Qualquer que seja a parcela de
responsabilidade pela situação atual que se possa atribuir aos progressivistas
e idealistas. a fonte mais formidável de perigo iminente parece residir nos
ativistas. A íntima conexão entre os dois perigos, por conseguinte, exige
esclarecimento — tanto mais quanto os representantes das duas variedades de
gnosticismo são antagonistas em luta no mundo inteiro. A análise dessa questão
adicional pode perfeitamente usar como prefácio os pronunciamentos de um famoso
intelectual liberal a respeito do problema do comunismo:
”Lenin estava certamente com razão
quando buscou o objetivo de construir seu céu na terra e inscrever os preceitos
de sua fé' no tecido interno de uma humanidade universal. Ele também estava sem
dúvida certo ao reconhecer que a guerra é o prelúdio da paz, e que é inútil
supor que se possa alterar a tradição de incontáveis gerações, dir-se-ia, da
noite para o dia”
”O poder de qualquer religião sobrenatural
para construir essa tradição desapareceu; a acumulação da pesquisa científica
desde Descartes foi fatal para sua autoridade. Portanto, é difícil imaginar
sobre que bases podem ser reconstruída a tradição civilizada exceto sobre a
ideia em que a Revolução Russa se fundamentou. Ela corresponde, abstração feita
do elemento sobrenatural, ao mesmo clima no qual o Cristianismo se tornou
a religião oficial do Ocidente’'
”Na verdade, em certo sentido
é válido dizer que o princípio russo tem maior alcance do que o cristão, uma
vez que busca a salvação das massas através da realização nesta vida, dando por
isso novo ordenamento ao mundo real que conhecemos’.”

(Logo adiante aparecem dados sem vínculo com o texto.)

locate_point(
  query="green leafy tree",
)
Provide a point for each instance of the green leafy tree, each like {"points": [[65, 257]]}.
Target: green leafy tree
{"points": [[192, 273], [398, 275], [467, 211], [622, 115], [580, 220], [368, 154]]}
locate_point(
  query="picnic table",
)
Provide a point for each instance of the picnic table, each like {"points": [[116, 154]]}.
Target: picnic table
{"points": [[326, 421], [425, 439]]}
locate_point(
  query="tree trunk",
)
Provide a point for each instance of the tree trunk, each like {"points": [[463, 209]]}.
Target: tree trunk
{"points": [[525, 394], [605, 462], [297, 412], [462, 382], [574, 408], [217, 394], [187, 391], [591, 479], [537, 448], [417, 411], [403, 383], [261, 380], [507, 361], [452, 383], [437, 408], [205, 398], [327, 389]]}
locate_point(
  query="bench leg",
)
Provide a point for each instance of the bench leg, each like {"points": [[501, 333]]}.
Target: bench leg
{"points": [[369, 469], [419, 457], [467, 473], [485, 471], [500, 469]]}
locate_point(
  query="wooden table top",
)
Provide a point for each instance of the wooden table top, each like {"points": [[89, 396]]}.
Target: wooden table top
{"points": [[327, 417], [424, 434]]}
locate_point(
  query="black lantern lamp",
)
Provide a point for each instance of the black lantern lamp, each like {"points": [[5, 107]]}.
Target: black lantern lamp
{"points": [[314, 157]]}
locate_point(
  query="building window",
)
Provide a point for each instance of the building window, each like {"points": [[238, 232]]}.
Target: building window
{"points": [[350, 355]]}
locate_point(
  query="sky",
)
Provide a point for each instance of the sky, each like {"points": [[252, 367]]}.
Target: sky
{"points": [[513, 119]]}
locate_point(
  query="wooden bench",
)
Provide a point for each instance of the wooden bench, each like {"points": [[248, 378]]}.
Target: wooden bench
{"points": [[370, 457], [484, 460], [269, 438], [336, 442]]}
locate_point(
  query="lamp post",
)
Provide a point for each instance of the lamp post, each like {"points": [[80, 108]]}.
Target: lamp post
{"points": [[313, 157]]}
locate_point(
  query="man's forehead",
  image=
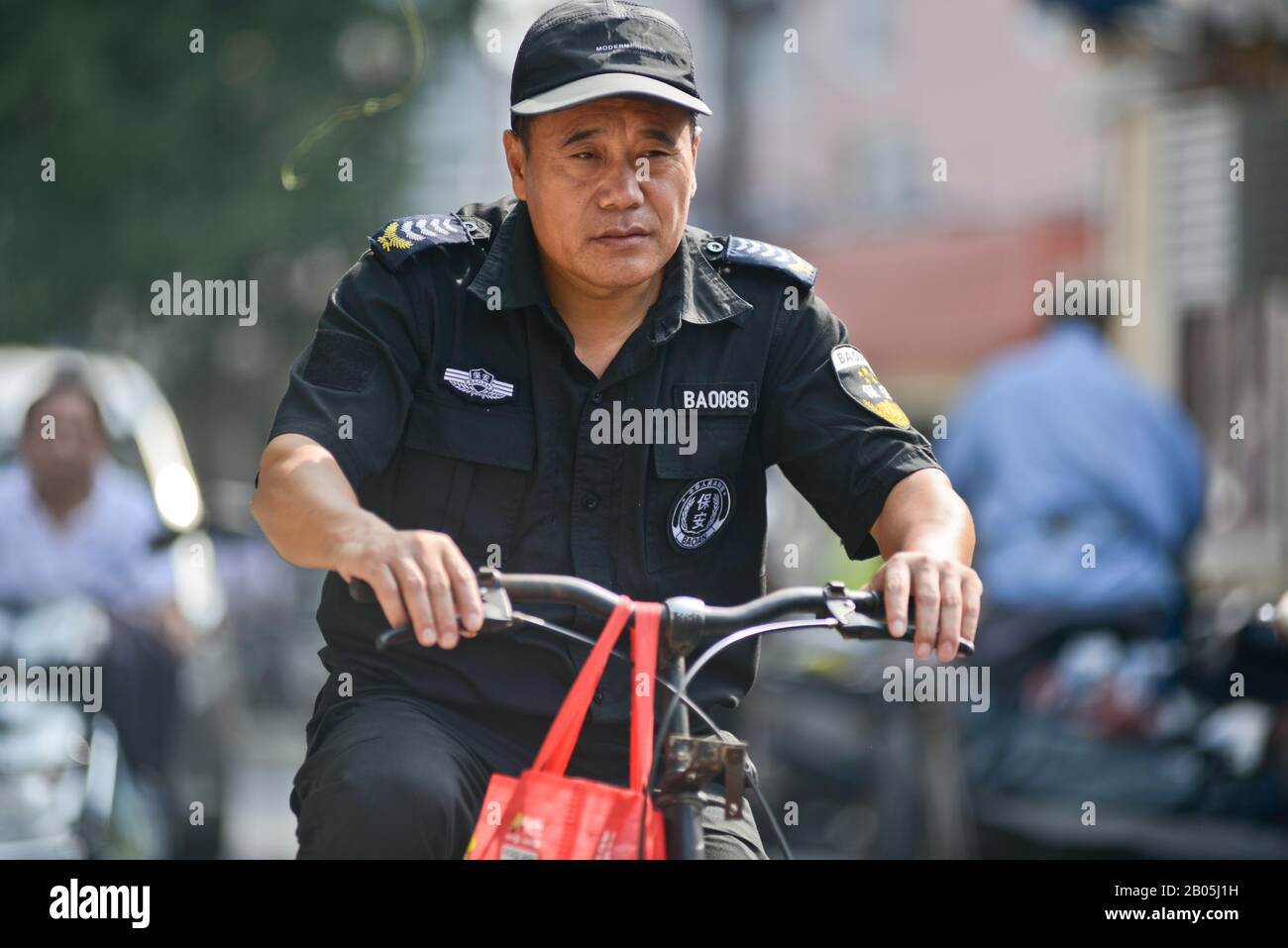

Poucas passagens poderiam revelar mais claramente a situação do intelectual liberal de nosso tempo. A filosofia e o Cristianismo estão além de seu raio de experiência. A ciência, além de constituir um instrumento para dominar a natureza, é algo que o faz suficientemente sofisticado a ponto de não acreditar em Deus. O céu será construído na terra. A autossalvação, a tragédia do gnosticismo que Nietzsche sofreu com intensidade máxima até que sua alma se quebrou, é uma realização da vida que chega a cada homem com a sensação de que ele está contribuindo para a sociedade de acordo com sua capacidade, compensada pelo salário ao fim do mês.
Não há qualquer problema
relativo à existência na sociedade exceto a satisfação imanente das massas. A
análise política indica quem será o vencedor, de modo que o intelectual possa,
no momento oportuno, conseguir um emprego como teólogo da corte no império
comunista. E as pessoas espertas poderão acompanhá-lo em suas hábeis manobras
para conservar-se na crista da onda do futuro. A situação é hoje bastante
conhecida e dispensa maiores comentários.
É o caso dos paracletos
menores em que o espírito se agita; que sentem o dever de desempenhar um papel
público e de servir como professores para a humanidade; que de boa-fé
substituem seu conhecimento crítico por suas convicções; e, com a consciência
inteiramente tranquila, expressam opiniões acerca de problemas que estão fora
de seu alcance. Além disso, não se deve negar a consistência e honestidade
imanentes dessa transição do liberalismo para o comunismo; se o liberalismo for
entendido como a salvação imanente do homem e da sociedade, o comunismo é certamente
sua expressão mais radical. Trata-se de uma evolução que já fora prenunciada
pela fé de John Stuart MiIl no advento último do comunismo para a humanidade.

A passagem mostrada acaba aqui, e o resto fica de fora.